During each game and during every practice, as he stands at the free throw line he takes a moment to remember his mom. Each pat he does over his chest before he shoots is his way of showing her that she’s still close to his heart. Something his favorite college basketball player Darnell Jackson does in memory of his mom too, who passed away from the same kind of incident.

He got his first tattoo in memory of his mom at the end of his freshman year, and the second in September. He feels like that was something he can say he did right. And each time he plays, he thinks of her.

“It always feels like she’s standing right next to me,” Bryant said.

Today, his life is right where he wants it. He lives with his dad and is happy and thankful for what he has.

“I love my life right now. I have really good friends, I’m in a safe place, I’m not in the ghetto anymore, I have a father that takes care of me.” Bryant said. “And me and him—we make it happen.”

Before his mom passed away, back when things were rough, Bryant didn’t have a clue that basketball was what he wanted to do. His best friend wanted to be a firefighter, but Bryant didn’t have any idea what he wanted to be.

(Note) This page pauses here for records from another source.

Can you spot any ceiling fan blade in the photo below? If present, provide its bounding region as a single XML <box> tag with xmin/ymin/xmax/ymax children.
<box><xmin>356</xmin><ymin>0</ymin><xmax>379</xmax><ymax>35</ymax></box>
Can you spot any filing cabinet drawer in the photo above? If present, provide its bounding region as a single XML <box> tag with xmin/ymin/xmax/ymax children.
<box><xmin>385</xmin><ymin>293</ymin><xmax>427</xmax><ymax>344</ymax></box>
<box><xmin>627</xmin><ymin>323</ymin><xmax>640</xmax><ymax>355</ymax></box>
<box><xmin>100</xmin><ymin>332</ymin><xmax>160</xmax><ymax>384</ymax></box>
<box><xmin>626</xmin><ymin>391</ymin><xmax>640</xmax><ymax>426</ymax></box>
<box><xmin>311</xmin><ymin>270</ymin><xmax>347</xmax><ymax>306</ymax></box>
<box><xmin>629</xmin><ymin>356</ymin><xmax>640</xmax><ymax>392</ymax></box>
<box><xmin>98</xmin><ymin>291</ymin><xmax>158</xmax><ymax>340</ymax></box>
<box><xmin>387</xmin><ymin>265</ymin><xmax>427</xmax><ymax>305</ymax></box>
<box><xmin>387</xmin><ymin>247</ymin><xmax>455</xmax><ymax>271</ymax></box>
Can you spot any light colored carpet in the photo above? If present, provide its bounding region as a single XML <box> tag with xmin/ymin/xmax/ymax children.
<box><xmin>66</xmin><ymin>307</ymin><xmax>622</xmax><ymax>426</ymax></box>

But now the answer is easy. Basketball player.

Since he played with East during last summer and freshman year, Coach Hair says he doesn’t have an entire feel for what kind of player Bryant is, but he can definitely see Bryant’s passion when he plays.

“I think he’s driven and he wants to be successful but at the same time he has a love of the game naturally,” Hair said. “I think he has a chance with basketball in the future.”

Bryant doesn’t know where he will end up with basketball, but it will continue to be the center of his life. And he will continue playing for his mom.

“I’m going as far as I can go with it, “Bryant said. “If I make college basketball, I’m going with it. If I make it further than that, I’m going with that too.”

His mom’s green eyes and dirty blonde hair are still vivid in his mind. He hasn’t forgotten catching frogs by the creek or throwing the old baseball with her. He hasn’t forgotten her smile or laughing face, and wherever basketball takes him, he most importantly won’t forget who she was and what she taught him.

“If there’s anything that she ever said that stuck out in my mind…” Bryant said. “It’s Pura Vida.”